Let us assume he is a good person. Let us assume he is kind to children, well liked by neighbors. And by all means, let's assume he has a black friend. For good measure, let's assume he has two.
Now, with those assumptions in force, let's ponder why Mr. Groubert, a white South Carolina state trooper, shot an unarmed black man last month at a gas station in Columbia. The incident has received less notice than did the shooting of Michael Brown, probably because the victim, 35-year-old Levar Jones, survived. But it deserves attention because it promises to enlighten us in ways the Brown killing did not.
Mr. Groubert, who has been fired and charged with assault and battery, tells his side of the story in audio obtained this week by MSNBC. He explains how he stopped Mr. Jones for a seat belt violation, how Mr. Jones "jumped out," of his car, and "stared at me." Mr. Groubert says that "as I approached him, he jumped headfirst into his car" and that is when he ordered Mr. Jones out, "he jumped out of the car. I saw something black in his hands. I ran to the other side of the car, yelling at him, and he kept coming towards me. Apparently it was his wallet."

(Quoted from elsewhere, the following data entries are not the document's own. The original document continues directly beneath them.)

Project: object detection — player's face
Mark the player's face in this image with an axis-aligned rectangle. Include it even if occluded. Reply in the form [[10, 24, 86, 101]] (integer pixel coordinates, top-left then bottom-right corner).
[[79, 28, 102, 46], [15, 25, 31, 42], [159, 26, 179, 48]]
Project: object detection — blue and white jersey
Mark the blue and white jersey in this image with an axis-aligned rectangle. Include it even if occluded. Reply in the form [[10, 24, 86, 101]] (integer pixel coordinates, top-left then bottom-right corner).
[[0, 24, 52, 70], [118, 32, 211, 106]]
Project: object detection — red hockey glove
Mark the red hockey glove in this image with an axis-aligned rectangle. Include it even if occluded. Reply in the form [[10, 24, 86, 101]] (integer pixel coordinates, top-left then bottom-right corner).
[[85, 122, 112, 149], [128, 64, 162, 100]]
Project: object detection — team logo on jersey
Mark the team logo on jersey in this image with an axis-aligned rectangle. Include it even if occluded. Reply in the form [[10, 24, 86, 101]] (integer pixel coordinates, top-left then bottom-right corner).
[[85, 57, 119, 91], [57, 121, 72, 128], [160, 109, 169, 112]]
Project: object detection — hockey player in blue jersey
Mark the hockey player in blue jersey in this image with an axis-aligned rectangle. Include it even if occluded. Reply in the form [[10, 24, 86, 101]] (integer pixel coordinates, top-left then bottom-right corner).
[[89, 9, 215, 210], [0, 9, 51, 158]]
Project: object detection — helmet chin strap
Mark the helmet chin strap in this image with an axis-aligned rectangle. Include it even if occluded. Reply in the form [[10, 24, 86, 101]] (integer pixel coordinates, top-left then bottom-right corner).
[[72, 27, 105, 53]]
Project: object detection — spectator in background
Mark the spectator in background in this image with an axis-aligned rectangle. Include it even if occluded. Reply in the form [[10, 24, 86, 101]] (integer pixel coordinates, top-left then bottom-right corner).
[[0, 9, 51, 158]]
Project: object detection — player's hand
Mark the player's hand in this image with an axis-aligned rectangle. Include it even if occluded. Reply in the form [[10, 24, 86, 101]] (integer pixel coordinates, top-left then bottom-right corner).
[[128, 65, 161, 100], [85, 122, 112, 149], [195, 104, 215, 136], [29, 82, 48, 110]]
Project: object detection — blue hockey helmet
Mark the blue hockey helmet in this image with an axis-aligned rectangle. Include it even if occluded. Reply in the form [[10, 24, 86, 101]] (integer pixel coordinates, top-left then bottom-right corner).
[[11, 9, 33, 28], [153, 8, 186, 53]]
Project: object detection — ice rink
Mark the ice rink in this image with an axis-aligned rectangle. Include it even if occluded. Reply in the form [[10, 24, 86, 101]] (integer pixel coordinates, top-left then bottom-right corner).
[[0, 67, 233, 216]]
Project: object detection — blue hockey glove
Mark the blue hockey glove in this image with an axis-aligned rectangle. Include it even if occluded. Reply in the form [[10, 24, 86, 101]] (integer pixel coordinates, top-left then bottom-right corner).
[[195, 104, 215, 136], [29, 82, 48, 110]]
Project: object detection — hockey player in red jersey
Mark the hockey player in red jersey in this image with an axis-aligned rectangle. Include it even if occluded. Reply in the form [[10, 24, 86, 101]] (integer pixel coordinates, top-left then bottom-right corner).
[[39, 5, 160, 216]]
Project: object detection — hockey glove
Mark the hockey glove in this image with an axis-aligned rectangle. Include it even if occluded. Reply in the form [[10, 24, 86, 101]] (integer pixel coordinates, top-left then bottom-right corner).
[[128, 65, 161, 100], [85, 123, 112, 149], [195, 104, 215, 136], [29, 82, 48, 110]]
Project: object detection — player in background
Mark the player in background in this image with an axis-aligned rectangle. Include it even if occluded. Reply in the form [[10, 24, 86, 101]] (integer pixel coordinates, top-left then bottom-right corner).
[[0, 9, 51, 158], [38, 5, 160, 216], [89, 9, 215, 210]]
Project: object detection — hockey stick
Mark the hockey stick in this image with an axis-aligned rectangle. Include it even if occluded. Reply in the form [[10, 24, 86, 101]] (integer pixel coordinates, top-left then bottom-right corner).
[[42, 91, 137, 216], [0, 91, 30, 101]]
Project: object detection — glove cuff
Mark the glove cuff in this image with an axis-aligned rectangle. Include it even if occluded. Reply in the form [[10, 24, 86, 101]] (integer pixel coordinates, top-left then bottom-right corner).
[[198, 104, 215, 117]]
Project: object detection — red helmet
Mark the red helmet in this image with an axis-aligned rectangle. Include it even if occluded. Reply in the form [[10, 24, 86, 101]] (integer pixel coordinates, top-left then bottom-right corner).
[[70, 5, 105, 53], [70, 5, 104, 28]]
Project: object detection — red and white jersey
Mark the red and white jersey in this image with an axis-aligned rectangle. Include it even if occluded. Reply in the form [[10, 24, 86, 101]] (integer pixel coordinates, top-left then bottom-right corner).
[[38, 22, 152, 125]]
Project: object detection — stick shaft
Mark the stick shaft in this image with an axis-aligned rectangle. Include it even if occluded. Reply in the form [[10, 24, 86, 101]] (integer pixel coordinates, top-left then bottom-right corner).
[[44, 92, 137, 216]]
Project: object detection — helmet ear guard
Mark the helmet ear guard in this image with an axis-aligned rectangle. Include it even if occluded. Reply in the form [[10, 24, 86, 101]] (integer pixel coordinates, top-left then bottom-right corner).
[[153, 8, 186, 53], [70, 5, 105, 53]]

But that is not what happened. Mr. Groubert's story is contradicted by an unimpeachable witness -- his own dashcam video. You can see it online for yourself. Mr. Groubert pulls up as Mr. Jones is exiting his vehicle. The officer asks to see Mr. Jones' license. Mr. Jones reaches into the car to get it. The officer, voice rising in panic, orders Mr. Jones out of the vehicle. Mr. Jones is complying with this when Mr. Groubert opens fire. He's still shooting as Mr. Jones falls out of frame, hands raised.

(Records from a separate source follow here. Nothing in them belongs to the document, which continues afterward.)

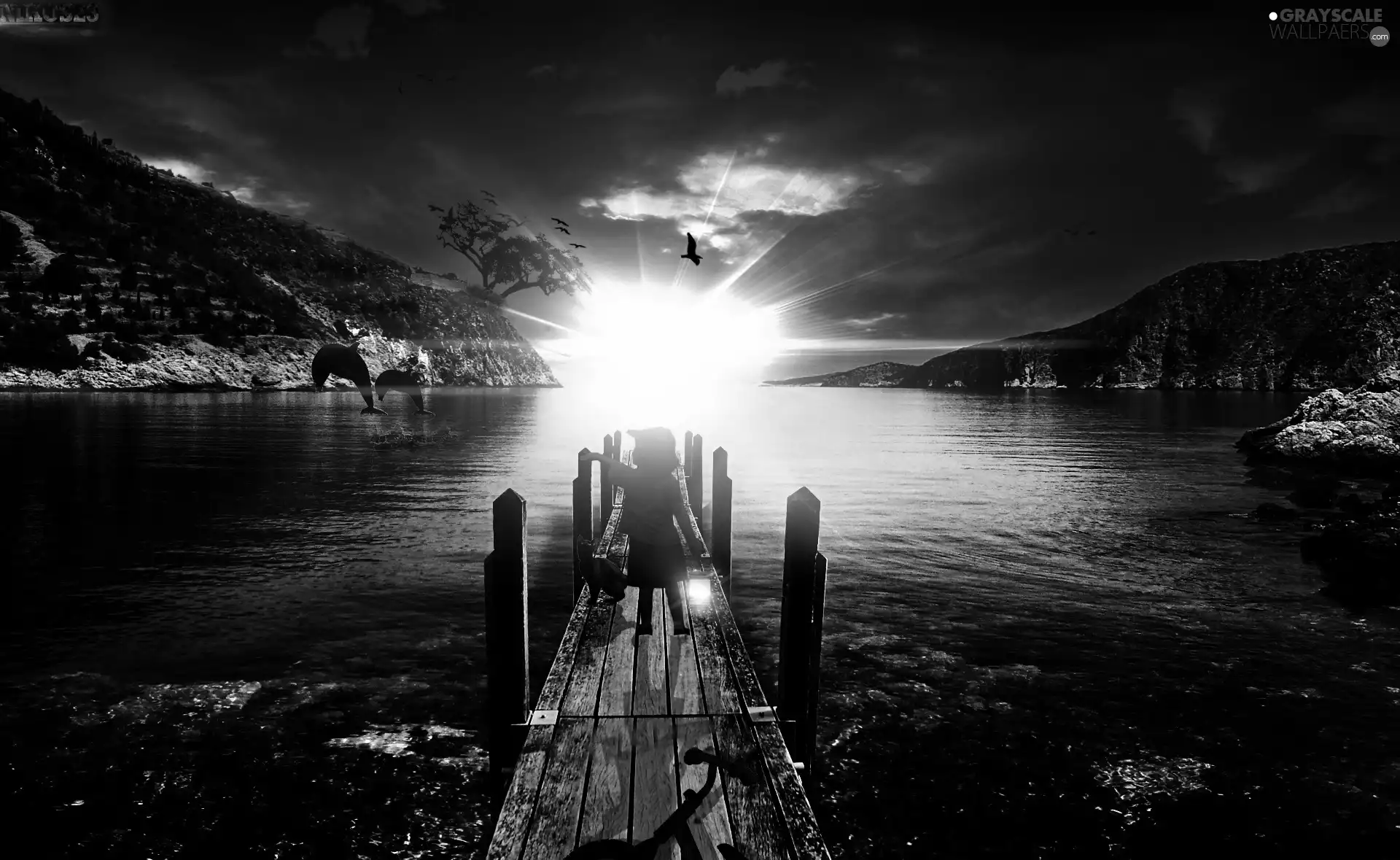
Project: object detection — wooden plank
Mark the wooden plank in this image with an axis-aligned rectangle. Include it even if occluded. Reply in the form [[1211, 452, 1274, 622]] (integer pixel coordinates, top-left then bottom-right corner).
[[631, 588, 671, 717], [559, 587, 613, 717], [676, 522, 744, 714], [674, 716, 734, 857], [598, 579, 637, 717], [631, 717, 680, 860], [703, 559, 769, 708], [712, 714, 789, 860], [525, 717, 594, 860], [486, 728, 557, 860], [752, 723, 831, 860], [578, 717, 633, 845], [666, 597, 706, 714], [534, 577, 594, 710]]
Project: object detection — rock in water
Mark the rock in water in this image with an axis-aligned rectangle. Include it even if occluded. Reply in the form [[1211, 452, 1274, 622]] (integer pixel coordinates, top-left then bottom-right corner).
[[1234, 367, 1400, 476], [1301, 496, 1400, 604]]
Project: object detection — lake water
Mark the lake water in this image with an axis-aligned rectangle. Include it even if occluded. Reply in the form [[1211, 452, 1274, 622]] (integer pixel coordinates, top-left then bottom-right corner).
[[0, 388, 1400, 857]]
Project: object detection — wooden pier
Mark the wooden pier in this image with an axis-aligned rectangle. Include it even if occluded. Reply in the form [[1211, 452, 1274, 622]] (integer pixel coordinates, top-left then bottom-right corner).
[[486, 433, 831, 860]]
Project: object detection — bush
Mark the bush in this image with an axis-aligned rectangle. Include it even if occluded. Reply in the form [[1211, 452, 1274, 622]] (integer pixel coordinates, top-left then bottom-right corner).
[[0, 219, 29, 269], [39, 254, 93, 295]]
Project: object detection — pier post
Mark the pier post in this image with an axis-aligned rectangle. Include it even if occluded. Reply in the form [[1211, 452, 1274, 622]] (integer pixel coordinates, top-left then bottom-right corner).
[[779, 487, 825, 773], [802, 553, 826, 794], [486, 490, 531, 794], [686, 433, 704, 527], [709, 448, 734, 594], [598, 433, 621, 528], [572, 448, 594, 603]]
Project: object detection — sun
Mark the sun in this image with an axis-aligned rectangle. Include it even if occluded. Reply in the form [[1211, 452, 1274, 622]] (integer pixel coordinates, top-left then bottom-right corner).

"Why did you shoot me?" Mr. Jones asks.
Now Mr. Jones, shot in the hip, is walking with a cane, Mr. Groubert is facing 20 years, and that question hangs like smoke. So let us accord him the benefit of the doubt because in situations like this, people always want to make it a question of character. And the shooter's friends always feel obliged to defend him with the same tired words: "He is not a racist."

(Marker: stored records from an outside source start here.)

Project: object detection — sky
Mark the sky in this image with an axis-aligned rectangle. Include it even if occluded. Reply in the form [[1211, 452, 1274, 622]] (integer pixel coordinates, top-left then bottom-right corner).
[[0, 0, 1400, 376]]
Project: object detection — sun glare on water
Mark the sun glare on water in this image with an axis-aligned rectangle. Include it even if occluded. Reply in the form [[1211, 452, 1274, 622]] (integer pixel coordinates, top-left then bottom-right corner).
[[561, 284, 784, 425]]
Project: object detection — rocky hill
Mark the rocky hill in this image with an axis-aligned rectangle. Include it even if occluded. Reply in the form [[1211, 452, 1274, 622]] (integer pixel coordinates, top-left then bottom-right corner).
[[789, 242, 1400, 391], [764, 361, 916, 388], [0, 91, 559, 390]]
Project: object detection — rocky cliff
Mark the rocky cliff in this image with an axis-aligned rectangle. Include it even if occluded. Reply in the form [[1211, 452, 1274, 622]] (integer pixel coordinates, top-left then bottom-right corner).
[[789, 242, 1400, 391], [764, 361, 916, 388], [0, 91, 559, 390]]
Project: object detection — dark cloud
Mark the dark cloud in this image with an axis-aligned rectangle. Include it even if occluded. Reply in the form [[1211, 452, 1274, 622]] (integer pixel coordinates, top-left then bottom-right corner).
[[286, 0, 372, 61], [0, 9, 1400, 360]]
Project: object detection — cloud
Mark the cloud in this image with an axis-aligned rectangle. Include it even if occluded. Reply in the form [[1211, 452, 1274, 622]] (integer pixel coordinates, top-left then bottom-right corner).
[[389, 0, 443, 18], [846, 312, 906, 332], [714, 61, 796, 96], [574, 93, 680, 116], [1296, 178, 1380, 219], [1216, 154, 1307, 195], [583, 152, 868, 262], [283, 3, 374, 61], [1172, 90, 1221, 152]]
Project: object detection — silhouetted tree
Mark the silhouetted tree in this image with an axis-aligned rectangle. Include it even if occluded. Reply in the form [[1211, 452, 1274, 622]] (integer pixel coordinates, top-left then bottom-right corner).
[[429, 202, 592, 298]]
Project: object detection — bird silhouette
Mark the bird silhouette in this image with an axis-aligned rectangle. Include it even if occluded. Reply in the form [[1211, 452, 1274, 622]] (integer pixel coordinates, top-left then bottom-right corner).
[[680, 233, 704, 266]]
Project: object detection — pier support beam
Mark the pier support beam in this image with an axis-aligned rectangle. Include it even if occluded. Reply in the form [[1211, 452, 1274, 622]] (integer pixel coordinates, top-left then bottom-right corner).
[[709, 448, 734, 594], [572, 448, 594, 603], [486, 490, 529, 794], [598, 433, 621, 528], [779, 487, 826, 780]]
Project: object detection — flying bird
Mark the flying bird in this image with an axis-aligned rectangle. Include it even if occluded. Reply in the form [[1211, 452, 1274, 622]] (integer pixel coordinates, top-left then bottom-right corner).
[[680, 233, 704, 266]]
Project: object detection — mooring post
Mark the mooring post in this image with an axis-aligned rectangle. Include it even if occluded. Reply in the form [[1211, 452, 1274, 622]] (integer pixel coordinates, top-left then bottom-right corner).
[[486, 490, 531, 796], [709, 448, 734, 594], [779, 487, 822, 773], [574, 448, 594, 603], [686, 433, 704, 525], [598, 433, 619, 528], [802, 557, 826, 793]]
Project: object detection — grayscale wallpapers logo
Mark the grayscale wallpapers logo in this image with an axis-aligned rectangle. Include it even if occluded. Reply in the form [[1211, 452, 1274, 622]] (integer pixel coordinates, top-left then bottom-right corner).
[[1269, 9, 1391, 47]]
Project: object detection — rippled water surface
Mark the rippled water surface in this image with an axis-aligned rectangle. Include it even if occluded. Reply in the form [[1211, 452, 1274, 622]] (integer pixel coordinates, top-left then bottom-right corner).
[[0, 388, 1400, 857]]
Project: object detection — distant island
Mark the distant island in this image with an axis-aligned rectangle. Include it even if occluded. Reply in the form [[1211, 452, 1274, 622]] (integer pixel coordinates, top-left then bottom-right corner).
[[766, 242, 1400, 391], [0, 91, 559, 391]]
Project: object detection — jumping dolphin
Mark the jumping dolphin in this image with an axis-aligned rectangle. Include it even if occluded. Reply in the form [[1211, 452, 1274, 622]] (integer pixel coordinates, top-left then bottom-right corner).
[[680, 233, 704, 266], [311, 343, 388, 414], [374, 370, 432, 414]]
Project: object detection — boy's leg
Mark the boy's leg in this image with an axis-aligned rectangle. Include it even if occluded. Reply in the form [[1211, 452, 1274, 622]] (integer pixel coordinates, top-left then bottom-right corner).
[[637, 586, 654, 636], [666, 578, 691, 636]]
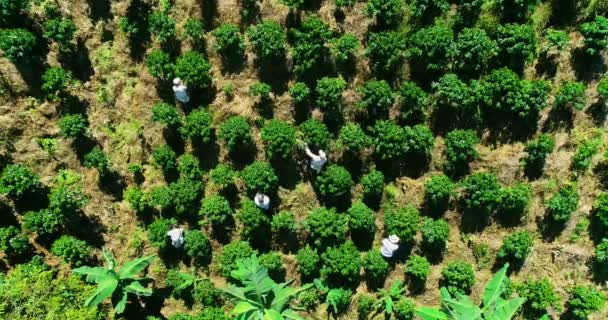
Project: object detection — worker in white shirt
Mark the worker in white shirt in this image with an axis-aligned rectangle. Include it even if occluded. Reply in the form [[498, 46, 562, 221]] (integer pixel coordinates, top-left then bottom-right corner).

He probably isn't, at least not in the way they understand the term.
But what he is, is a citizen of a country where the fear of black men is downright viral. That doesn't mean he burns crosses on the weekend. It means he's watched television, seen a movie, used a computer, read a newspaper or magazine. It means he is alive and aware in a nation where one is taught from birth that thug equals black, suspect equals black, danger equals black.
Thus has it been since the days of chains, since the days of lynch law, since the days newspapers routinely ran headlines like "Helpless Co-Ed Ravished by Black Brute." It is the water we drink and the air we breathe, a perception out of all proportion to any objective reality, yet it infiltrates the collective subconscious to such an unholy degree that even black men fear black men.
The Groubert video offers an unusually stark image of that fear in action. Viewing it, it seems clear the trooper is not reacting to anything Mr. Jones does. In a very real sense, he doesn't even see him. No, he is reacting to a primal fear of what Mr. Jones is, to outsized expectations of what Mr. Jones might do, to terrors buried so deep in his breast, he probably doesn't even know they're there.
You almost feel sorry for Mr. Groubert, his life in ruins for a crime he probably can't even explain to himself. But let us also spare some empathy for Mr. Jones, for Trayvon Martin, for Oscar Grant, for Amadou Diallo, for all the other African-American men who have died because of -- or who struggle to live through -- this nation's unreasoning fear of them and their sons.
Consider that video and answer honestly: Just who should be frightened of whom?